Charging bank of Tencent Cloud and Ali Cloud community:

Ali Cloud Developer Community badge:

I usually have the habit of writing and drawing on paper, 51 CTO these notebooks are very practical.

These have added some new collections to my warehouse around SAP.

When I was young, I was very happy at the end of the year, because it meant the coming winter vacation and the Spring Festival. When I grow up, especially after working for so many years, I feel very mixed emotions at the end of each year. I feel sad that the time has gone forever, and I also feel sorry for wasting another year. I believe that many friends of my age will have similar disconsolations.

I am a big fan of Jin Yong, which is reflected in my articles.

  • Jin Yong’s wuxia world and SAP’s jianghu

  • Use a code to list all the idioms used in Jin Yong’s novels

  • The second anniversary of Louis Cha’s death: The Ravings of a frustrated programmer

When I was in school, I read Jin Yong’s novels and was impressed by the profound traditional culture of His works. The detailed and wonderful descriptions of both positive and negative characters, as well as positive and evil characters, and the seemingly smooth rhythm but actually the smooth plot drive, all made me addicted to them and never tired of reading them. Many of Jin Yong’s works can satisfy the traditional Chinese desire for reunion. Finally, the main characters can successfully complete the main line and secondary tasks, with a happy ending.

And as I’ve been through a few things in recent years, I’ve come to realize that there aren’t so many happy endings in the world, and that perhaps life’s disappointments are the norm. Perhaps this is one of the reasons cha insisted on revising the final endings of Wang Yan and Duan Yu in his later years, despite the protests of many readers?

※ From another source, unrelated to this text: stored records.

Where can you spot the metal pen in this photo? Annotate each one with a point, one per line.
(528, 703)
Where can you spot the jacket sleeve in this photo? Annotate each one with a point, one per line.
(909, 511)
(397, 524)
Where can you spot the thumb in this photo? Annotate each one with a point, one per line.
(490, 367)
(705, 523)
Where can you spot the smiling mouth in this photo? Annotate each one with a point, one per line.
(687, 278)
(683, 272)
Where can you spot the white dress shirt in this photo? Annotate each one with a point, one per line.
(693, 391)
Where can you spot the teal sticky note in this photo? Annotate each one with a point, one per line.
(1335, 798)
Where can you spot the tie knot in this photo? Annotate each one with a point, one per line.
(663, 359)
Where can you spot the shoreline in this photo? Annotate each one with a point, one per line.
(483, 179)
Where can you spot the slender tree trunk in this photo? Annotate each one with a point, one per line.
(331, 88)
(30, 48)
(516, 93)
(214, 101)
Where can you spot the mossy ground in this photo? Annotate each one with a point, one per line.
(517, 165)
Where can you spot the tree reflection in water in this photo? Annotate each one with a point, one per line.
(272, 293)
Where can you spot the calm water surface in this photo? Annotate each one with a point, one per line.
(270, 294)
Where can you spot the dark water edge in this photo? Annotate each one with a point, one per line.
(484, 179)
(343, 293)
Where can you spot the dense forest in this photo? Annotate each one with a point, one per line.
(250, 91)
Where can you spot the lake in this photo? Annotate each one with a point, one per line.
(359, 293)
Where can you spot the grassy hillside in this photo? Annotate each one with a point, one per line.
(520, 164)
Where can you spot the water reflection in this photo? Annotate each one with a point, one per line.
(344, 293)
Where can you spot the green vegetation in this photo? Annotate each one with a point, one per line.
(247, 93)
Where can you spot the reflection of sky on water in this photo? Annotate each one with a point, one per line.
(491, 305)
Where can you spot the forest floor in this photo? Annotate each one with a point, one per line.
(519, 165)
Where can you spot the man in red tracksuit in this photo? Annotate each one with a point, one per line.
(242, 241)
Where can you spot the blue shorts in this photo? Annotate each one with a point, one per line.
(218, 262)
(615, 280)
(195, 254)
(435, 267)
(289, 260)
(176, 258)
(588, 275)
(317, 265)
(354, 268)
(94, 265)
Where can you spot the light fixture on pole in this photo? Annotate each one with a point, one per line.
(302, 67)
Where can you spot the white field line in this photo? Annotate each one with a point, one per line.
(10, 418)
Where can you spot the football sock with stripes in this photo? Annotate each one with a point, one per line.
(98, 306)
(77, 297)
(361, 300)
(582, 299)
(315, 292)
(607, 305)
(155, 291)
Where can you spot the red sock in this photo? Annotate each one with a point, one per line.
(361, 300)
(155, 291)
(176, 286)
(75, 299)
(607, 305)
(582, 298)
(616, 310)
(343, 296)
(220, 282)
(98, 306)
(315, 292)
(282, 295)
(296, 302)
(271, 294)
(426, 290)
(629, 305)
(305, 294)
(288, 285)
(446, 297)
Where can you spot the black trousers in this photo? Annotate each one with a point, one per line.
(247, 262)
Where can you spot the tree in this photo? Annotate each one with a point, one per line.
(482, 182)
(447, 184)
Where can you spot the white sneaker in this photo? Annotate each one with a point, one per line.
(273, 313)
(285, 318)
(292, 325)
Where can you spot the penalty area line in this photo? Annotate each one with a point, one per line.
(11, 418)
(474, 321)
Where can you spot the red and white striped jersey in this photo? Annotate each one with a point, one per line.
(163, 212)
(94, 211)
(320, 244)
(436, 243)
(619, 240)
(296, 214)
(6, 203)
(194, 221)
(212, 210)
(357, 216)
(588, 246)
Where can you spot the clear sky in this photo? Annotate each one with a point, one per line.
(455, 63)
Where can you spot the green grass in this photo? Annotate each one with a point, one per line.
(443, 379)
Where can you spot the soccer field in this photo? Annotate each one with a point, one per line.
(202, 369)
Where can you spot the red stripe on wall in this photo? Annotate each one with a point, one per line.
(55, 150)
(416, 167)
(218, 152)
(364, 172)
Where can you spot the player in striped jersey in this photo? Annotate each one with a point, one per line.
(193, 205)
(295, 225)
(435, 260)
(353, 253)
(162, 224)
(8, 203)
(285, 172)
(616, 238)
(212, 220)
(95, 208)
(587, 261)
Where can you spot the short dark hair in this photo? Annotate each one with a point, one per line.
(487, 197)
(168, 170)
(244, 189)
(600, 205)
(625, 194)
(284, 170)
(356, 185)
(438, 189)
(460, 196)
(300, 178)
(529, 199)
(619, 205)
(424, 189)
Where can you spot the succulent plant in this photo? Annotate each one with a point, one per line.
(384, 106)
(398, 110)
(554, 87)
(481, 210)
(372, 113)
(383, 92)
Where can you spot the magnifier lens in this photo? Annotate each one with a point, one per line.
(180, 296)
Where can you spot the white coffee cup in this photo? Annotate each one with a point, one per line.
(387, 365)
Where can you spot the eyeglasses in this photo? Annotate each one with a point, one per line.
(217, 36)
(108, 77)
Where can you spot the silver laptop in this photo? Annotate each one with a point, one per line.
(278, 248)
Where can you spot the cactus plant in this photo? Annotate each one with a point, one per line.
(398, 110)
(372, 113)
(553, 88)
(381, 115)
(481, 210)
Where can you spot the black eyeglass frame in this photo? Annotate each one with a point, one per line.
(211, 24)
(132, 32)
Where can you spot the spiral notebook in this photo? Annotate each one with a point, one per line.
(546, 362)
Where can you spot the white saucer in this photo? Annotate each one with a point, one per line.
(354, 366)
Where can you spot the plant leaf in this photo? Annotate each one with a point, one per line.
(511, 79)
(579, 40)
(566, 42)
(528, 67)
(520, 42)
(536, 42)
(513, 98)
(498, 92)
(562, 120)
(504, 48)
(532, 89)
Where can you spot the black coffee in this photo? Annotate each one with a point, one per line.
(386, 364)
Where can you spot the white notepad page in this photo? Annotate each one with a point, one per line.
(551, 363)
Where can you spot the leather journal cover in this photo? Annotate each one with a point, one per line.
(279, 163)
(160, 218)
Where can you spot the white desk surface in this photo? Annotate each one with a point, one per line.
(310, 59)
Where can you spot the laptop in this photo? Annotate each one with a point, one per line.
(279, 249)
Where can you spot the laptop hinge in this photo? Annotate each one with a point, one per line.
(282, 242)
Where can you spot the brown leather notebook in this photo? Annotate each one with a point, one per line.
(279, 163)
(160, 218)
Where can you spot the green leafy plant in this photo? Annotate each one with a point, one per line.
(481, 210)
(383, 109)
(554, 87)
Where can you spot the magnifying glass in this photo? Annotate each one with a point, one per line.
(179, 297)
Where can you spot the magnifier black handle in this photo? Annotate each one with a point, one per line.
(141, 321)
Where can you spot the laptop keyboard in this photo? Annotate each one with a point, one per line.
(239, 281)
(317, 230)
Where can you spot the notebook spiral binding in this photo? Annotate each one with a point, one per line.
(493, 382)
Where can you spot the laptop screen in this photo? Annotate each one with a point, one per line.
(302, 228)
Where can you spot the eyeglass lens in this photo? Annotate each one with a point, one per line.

The ancients once said that “man can conquer nature”, but in front of the natural law of birth, old age, illness and death, one’s life is just as helpless as falling leaves in the wind. The world is not more than this helpless sorrow?

The above paragraph of thinking seems to be in a state of depression. In the coming year of 2022, Jerry wishes everyone can become SAP practitioners riding the wind and waves and reach the peak of their own life as soon as possible.

This is Jerry’s last post for 2021, and I’ll see you in 2022!